For many years, forensic scientists wanting to determine whether an individual was present at the scene of a crime have had to laboriously test a suboptimal biological sample with a handful of DNA markers. A new report promises to end this challenging state of affairs — it shows that SNP genotyping arrays can detect trace quantities of a suspect's DNA in a complex mixture containing hundreds of other individuals.

High-density SNP genotyping has transformed the identification of disease-associated gene variants, yet its uses were never extended to person identification owing to the belief that individuals within a pooled sample would be impossible to resolve. The authors of this paper have reversed this assumption — first by investigating the feasibility of using hundreds and thousands of SNPs to genotype individuals in a complex mix, then by probing the limitations of the approach though simulations, and finally by testing the idea in a real-life context.
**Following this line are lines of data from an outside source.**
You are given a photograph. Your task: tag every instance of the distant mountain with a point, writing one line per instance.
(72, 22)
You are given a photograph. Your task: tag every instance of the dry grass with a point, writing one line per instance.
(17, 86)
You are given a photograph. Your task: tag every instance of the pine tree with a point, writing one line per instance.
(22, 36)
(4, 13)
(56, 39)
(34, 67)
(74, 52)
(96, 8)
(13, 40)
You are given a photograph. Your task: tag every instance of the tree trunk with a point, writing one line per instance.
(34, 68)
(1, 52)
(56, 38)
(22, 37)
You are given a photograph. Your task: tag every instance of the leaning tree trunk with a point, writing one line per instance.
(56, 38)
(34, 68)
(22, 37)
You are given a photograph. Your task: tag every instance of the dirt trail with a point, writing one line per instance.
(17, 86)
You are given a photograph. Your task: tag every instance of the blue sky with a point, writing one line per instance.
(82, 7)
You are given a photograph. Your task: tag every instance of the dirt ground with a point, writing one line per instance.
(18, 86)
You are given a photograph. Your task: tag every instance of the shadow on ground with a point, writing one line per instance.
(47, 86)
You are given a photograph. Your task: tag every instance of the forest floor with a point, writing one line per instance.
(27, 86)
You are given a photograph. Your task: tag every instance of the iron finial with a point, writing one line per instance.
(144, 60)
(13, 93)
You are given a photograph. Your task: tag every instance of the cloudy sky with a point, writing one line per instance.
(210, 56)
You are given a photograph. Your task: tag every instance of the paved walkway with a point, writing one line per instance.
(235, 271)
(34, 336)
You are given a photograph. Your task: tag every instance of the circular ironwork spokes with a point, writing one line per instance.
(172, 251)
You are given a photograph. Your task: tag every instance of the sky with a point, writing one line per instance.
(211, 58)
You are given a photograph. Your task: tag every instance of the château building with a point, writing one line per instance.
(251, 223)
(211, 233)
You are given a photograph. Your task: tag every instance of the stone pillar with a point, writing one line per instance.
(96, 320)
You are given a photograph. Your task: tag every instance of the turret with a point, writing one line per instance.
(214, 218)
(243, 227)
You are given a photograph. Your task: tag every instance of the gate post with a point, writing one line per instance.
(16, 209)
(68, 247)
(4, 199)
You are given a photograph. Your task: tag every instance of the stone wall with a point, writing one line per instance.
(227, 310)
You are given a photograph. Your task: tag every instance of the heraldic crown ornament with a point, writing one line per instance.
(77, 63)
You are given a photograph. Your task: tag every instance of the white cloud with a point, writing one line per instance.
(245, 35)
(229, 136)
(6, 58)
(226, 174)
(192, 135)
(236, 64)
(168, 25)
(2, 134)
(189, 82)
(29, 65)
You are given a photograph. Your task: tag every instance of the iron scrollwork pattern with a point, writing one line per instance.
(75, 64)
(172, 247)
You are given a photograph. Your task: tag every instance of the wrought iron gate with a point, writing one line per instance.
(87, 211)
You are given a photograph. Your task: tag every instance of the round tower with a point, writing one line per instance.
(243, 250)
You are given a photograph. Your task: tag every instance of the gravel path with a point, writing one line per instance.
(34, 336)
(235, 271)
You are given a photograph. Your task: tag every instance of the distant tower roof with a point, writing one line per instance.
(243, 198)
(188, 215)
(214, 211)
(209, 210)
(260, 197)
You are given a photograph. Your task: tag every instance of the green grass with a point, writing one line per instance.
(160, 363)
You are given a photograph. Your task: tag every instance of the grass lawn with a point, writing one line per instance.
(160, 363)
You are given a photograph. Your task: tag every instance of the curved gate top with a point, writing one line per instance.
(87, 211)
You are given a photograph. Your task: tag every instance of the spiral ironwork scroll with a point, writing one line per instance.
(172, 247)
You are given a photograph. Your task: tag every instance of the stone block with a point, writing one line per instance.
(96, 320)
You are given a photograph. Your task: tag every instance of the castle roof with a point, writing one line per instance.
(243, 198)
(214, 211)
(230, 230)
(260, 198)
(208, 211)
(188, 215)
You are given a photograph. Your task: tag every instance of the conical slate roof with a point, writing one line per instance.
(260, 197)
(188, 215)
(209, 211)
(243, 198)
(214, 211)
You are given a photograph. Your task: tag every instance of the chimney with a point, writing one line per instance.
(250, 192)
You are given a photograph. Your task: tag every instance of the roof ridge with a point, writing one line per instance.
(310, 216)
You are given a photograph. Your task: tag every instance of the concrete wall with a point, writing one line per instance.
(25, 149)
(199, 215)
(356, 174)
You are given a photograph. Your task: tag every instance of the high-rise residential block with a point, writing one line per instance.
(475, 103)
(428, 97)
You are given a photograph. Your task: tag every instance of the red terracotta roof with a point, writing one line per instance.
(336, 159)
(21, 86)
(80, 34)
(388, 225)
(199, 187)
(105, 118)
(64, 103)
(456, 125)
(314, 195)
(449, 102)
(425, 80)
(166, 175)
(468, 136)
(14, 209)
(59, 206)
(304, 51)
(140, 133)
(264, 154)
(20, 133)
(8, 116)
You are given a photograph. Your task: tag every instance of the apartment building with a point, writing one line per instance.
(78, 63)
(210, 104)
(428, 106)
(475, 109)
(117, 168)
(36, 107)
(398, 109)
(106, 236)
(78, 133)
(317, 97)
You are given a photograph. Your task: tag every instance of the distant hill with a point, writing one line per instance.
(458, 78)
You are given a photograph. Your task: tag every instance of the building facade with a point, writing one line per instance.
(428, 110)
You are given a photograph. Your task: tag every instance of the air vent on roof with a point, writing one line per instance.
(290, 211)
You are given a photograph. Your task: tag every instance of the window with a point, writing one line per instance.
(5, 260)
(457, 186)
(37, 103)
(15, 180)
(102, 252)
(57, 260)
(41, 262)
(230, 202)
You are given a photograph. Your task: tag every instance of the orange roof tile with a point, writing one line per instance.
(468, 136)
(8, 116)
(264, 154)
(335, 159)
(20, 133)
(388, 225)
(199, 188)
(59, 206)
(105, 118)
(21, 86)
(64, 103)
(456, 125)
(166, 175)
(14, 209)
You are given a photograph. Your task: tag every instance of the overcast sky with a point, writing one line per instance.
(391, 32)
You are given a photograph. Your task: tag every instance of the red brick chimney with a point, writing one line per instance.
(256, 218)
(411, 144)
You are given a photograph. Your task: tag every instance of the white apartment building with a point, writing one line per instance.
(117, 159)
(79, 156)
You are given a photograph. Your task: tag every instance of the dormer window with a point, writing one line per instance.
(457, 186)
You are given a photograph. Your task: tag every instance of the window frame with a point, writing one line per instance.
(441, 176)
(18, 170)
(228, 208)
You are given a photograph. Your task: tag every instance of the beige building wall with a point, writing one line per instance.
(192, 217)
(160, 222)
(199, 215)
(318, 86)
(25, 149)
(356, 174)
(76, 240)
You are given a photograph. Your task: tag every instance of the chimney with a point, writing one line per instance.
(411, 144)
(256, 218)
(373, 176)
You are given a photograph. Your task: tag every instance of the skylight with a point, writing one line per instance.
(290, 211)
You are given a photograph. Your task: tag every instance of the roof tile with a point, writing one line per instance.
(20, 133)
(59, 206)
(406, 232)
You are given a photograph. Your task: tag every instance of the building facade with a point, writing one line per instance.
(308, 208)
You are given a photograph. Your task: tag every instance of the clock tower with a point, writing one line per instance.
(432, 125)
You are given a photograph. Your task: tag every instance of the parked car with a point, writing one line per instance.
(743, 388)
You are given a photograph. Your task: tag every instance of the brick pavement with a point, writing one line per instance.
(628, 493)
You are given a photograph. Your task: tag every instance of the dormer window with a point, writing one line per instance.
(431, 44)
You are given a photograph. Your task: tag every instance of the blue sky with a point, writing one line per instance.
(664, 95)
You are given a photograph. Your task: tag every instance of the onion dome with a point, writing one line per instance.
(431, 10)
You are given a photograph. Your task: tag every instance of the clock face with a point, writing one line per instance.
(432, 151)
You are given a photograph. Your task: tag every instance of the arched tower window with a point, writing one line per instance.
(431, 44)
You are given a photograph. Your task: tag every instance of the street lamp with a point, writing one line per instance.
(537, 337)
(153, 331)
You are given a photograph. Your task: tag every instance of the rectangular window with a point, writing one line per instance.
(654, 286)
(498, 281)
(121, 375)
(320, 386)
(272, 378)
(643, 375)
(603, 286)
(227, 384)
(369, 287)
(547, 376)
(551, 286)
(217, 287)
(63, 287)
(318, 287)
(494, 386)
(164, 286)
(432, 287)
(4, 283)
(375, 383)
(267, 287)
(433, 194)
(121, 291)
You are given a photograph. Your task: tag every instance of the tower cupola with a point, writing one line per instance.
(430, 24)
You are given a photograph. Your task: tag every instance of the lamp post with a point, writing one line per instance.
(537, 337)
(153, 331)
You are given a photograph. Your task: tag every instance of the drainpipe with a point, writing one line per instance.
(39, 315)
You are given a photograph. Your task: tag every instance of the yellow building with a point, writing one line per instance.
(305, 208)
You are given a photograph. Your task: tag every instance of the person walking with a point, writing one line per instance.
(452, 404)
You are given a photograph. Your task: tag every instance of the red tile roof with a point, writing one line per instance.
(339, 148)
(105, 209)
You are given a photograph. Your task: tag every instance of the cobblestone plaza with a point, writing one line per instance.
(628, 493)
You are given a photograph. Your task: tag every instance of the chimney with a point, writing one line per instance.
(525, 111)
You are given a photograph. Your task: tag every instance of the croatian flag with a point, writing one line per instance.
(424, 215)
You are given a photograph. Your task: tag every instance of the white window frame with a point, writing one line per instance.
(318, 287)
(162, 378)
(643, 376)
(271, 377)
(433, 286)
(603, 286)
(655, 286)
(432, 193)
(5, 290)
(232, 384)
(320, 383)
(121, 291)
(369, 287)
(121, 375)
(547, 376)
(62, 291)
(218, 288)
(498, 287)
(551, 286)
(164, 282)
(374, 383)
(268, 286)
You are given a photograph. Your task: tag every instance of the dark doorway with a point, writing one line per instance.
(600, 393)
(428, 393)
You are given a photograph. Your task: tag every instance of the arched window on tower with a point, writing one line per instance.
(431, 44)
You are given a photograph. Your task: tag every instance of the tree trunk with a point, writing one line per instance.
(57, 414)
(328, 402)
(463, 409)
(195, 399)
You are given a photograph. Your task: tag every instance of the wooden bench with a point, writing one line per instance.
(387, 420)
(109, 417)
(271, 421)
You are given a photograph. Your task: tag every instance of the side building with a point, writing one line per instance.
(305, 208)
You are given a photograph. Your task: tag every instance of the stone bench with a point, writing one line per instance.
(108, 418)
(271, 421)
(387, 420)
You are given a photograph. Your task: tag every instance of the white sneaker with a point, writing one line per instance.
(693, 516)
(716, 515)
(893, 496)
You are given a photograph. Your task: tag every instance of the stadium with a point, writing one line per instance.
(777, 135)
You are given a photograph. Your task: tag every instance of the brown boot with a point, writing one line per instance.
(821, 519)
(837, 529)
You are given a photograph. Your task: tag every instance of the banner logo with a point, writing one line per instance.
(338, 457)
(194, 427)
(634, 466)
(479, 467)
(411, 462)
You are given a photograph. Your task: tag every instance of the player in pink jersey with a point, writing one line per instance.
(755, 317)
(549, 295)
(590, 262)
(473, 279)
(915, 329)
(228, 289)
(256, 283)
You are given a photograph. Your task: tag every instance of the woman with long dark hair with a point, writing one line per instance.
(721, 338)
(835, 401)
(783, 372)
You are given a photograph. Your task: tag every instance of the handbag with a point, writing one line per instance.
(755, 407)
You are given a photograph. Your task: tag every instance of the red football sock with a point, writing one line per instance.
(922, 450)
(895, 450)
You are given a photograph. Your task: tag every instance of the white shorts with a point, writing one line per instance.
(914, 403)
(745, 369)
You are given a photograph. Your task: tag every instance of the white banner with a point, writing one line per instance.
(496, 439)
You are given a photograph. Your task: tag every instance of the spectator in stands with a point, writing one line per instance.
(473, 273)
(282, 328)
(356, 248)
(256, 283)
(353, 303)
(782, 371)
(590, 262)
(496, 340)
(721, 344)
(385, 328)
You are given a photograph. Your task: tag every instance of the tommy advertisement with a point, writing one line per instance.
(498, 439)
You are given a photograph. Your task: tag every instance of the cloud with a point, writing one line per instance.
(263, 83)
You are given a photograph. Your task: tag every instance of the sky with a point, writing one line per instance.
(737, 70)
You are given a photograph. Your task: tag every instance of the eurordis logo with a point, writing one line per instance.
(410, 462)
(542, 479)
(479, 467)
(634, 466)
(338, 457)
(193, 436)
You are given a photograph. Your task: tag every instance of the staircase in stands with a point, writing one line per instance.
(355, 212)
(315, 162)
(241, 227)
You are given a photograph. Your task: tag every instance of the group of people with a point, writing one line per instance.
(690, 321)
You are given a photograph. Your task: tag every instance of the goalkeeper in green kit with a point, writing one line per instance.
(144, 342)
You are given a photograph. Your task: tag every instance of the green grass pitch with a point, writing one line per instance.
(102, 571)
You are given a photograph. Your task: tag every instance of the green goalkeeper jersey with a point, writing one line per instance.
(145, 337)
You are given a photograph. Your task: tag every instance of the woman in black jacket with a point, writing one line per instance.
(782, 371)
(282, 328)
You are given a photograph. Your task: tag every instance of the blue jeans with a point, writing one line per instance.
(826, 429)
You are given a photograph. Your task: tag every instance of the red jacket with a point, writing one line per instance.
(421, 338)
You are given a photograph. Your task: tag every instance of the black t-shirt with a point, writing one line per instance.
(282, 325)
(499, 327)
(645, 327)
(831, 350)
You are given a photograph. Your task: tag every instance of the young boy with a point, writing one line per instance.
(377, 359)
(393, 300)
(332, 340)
The basic approach involves determining the SNP allele frequencies of the sample (as inferred from allele probe intensities) and then calculating whether the frequency profile seen in a suspect is closer to the profile seen in the sample than in the reference population. How well does the theory hold? This question was initially addressed in a simulation in which the allele frequencies, the fraction of the suspect's DNA in a sample and experimental noise were modelled on a random sample of over 1,400 individuals of known genotype. The results are striking: by genotyping only 50,000 SNPs, single individuals can be detected even when each one makes up only 0.1% of the sample. By contrast, the amount of noise only marginally affects accuracy. These values were then confirmed experimentally when the framework was applied to real data — on a series of eight mixtures made up of varying proportions of HapMap individuals that were typed using Affymetrix or Illumina platforms.

The ability to identify individuals in a complex mixture promises to transform the field of forensics. Although the results are impressive, the method comes with a few caveats, not least the need to account for any differences in ancestry between the reference and the experimental populations. And it is not just criminals who risk being unmasked: individuals whose DNA is pooled for research purposes — for example, in genome-wide association studies — are at risk of having their anonymity unveiled by such probing analyses. Although such a risk is currently low, the National Institutes of Health and the Wellcome Trust have responded to this work by removing some of their genetic data from public view.